6 Gedanken zu „Prävention sexualisierte Gewalt im Verein – Schachclubs sind leider keine Inseln der Seligen

  1. „Das entwickelte sich zum absoluten Alptraum, als ich ein Dokument erhielt, das bewies, dass der Trainer eine Vorstrafe hat. In diesen Tagen bin ich um Jahre gealtert. Drei Kreuze und noch viel mehr, dass keinem der vier Kinder unseres Vereins was passiert ist, der Trainer wurde sofort rausgeschmissen.“

    Um was für eine Vorstrafe handelte es sich? Gefährdung im Straßenverkehr, Steuerhinterziehung oder was?
    Und was für ein Dokument will Raedler erhalten haben?

    Und wieso wurde der Trainer rausgeschmissen? „Resozialisierung“ ist dort offensichtlich ein Fremdwort.

    1. Man könnte jetzt noch anführen, dass eigentlich mit der Verbüßung der Strafe im Sinne der Resozialisierung ein Neuanfang möglich sein müsste. Ich will die Ernsthaftigkeit des Themas gar nicht bestreiten. Vielleicht war derjenige schon vorher Schachtrainer, und die Ablehnung nach Strafverbüßung kommt einem Berufsverbot gleich. Der BGH hat hierzu folgendes entschieden: Der Bundesgerichtshof beschäftigt sich mit solchen außerstrafrechtlichen Folgen in einer interessanten Entscheidung und führt aus, dass bei der Strafzumessung auch mögliche berufsrechtliche Folgen des Angeklagten zu beachten seien. Vorliegend drohte dem Angeklagten der Widerruf seiner Approbation. Der Verlust der Approbation entzieht dem Angeklagten seinen Lebensunterhalt und hat daher erhebliche Auswirkungen auf sein Leben. Bei der Strafzumessung ist dieser Umstand demnach besonders zu berücksichtigen und eine solche Betroffenheit auf die spätere Strafe anzurechnen.

      1. Der Richter, die Richterin muss abwägen zwischen Berufsverbot oder dem Kindeswohl.
        Die Wahl ist meiner Meinung nach sehr einfach. Wer Verbrechen an der Seele von Kindern begeht, soll nicht mehr mit Kindern arbeiten.
        Siehst du das genauso oder anders?

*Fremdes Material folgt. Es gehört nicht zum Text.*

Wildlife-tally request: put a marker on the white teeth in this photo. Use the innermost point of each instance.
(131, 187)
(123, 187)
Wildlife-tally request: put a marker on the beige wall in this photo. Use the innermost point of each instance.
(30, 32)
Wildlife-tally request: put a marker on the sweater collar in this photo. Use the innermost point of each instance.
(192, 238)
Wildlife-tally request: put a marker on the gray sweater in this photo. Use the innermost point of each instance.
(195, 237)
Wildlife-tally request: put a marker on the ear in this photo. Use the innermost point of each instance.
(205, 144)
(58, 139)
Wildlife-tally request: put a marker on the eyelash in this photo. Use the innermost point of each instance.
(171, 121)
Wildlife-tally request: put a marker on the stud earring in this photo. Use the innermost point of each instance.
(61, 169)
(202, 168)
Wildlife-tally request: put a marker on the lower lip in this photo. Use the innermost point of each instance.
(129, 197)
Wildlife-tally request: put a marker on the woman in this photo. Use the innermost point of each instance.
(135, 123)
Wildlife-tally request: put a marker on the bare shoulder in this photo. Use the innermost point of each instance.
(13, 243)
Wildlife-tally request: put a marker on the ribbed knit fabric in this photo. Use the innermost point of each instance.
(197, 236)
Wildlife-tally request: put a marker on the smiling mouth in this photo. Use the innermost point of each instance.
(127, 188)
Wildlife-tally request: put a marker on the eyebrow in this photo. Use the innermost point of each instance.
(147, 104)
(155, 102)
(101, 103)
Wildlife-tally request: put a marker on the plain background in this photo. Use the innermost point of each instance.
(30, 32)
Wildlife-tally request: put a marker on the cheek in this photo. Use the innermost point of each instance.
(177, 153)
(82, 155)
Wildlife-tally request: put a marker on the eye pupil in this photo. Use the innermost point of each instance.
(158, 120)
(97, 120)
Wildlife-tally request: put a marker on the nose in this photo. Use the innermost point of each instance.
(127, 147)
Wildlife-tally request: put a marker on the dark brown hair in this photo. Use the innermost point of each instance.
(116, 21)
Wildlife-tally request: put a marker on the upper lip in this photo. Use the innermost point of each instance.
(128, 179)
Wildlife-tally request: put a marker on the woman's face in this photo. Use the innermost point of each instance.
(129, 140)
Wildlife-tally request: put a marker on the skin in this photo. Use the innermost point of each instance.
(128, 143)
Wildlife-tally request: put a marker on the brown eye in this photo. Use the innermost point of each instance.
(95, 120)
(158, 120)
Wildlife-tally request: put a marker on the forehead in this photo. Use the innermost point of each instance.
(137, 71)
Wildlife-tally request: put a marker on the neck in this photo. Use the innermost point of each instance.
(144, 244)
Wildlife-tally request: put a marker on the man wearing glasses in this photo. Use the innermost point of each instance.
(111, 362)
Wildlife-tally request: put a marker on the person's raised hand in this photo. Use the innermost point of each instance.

        1. Lieber Walter, dem stimme ich vollkommen zu. Solche dummen Kommentare wie der von Max Sommer verharmlosen das sehr ernste Thema.
          Mit Resozialisierung und Berufsverbot hat das nichts zu tun.
          Das Recht auf freie Berufsausübung ist im Grundgesetz zwar ein hohes Gut, aber es ist nicht schrankenlos. Der Schutz von Kindern, Jugendlichen und schutzbefohlenen Personen wiegt im Zweifel schwerer.
          Der rechtliche Hintergrund ist sauber im deutschen Recht verankert und läuft – entgegen mancher Befürchtung – rechtlich gesehen nicht auf ein pauschales Berufsverbot hinaus, sondern auf eine verfassungskonforme Einschränkung für eine ganz bestimmte, sensible Tätigkeit.

          1. Lieber Gerhard,
            die Fragen von Max waren, fand ich, absolut In Ordnung, z:B, die nach der Vorstrafe. Wenn einer zu schnell Auto gefahren ist, ist er natürlich kein Vorbild, aber Jugendtraining mit Kindern ist möglich, zu Turnieren soll er sie nicht fahren.